The Battle of the Bulge was won because small groups of American forces held key pockets of real estate during the initial German onslaught. Here and there, they blocked crossroads, bridges or fords fit for armor just long enough for the Americans to reorganize in the rear. It seems that every skirmish, in every hamlet, gets a rich accounting. We don’t learn many of the stories of the individual soldiers who fought these battles, not in the way we would in a Stephen Ambrose history, but we do learn how many Panzers they destroyed, how they did it and what it cost the Germans in their desperate race against time.

This presents a problem in the audio format. Unless one memorizes the geography of the Ardennes region, visualizing the relative placement of each such town and villa, the listening is confusing. If you listen, as I do, on long drives, it is near impossible to see the broader battle as it would be seen in a hardcover with maps.

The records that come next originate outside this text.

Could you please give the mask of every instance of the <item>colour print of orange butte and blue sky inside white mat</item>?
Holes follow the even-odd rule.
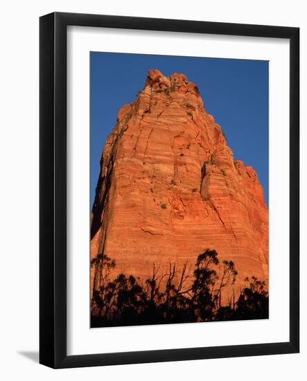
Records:
[[[91,51],[90,327],[269,318],[269,62]]]

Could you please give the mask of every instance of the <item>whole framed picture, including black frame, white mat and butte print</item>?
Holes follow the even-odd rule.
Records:
[[[40,18],[40,363],[299,352],[299,28]]]

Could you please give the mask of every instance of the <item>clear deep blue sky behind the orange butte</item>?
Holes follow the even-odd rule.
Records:
[[[184,73],[198,85],[204,108],[225,132],[234,159],[258,173],[268,204],[267,61],[91,52],[90,65],[91,205],[107,135],[121,106],[143,89],[149,69],[164,76]]]

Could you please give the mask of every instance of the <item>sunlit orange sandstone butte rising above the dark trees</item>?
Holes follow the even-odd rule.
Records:
[[[233,260],[238,276],[268,281],[268,210],[255,170],[234,160],[198,87],[184,74],[150,70],[138,99],[121,107],[100,159],[91,214],[91,258],[114,274],[146,279],[152,265],[179,269],[204,249]],[[91,293],[99,274],[91,268]]]

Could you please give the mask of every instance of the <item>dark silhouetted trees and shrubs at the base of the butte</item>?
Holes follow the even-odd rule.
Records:
[[[182,269],[169,263],[166,273],[154,263],[144,282],[125,274],[111,280],[116,263],[106,255],[98,255],[91,265],[99,270],[100,284],[91,299],[91,327],[268,318],[266,285],[254,276],[245,279],[238,299],[233,291],[222,302],[222,292],[229,294],[238,272],[231,260],[220,263],[215,250],[198,256],[192,274],[187,263]]]

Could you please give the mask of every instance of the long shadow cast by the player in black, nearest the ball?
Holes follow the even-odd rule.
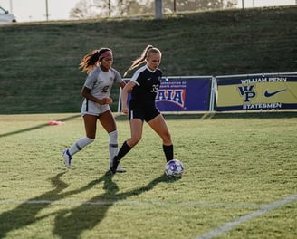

Beevor makes two points that I had not read before. The first is that the battle, which turned out to be the bloodiest of the war in terms of U.S. casualties, significantly weakened not only Hitler’s ability to defend his western front, but also his eastern defense. Stalin launched his winter offensive just as the allies were relieving Bastogne and reasserting their offensive. German forces that had been moved from east to west, and then been chewed up by the Americans, were not available to slow the Soviet drive to Berlin.

His second point is more a suggestion. It is possible, Beevor posits, that Montgomery suffered from Asperger’s disease. We didn’t know much about it in 1944 but we do now, and Montgomery demonstrated many of the symptoms.

Regardless of his condition, by the end of 1944 Montgomery was a danger to the allies. He’d nearly failed at Normandy, did fail in Operation Market Garden, and he was a dangerous distraction to Eisenhower at the Bulge. It was delightful hearing Sean Barrett’s British voice say as much.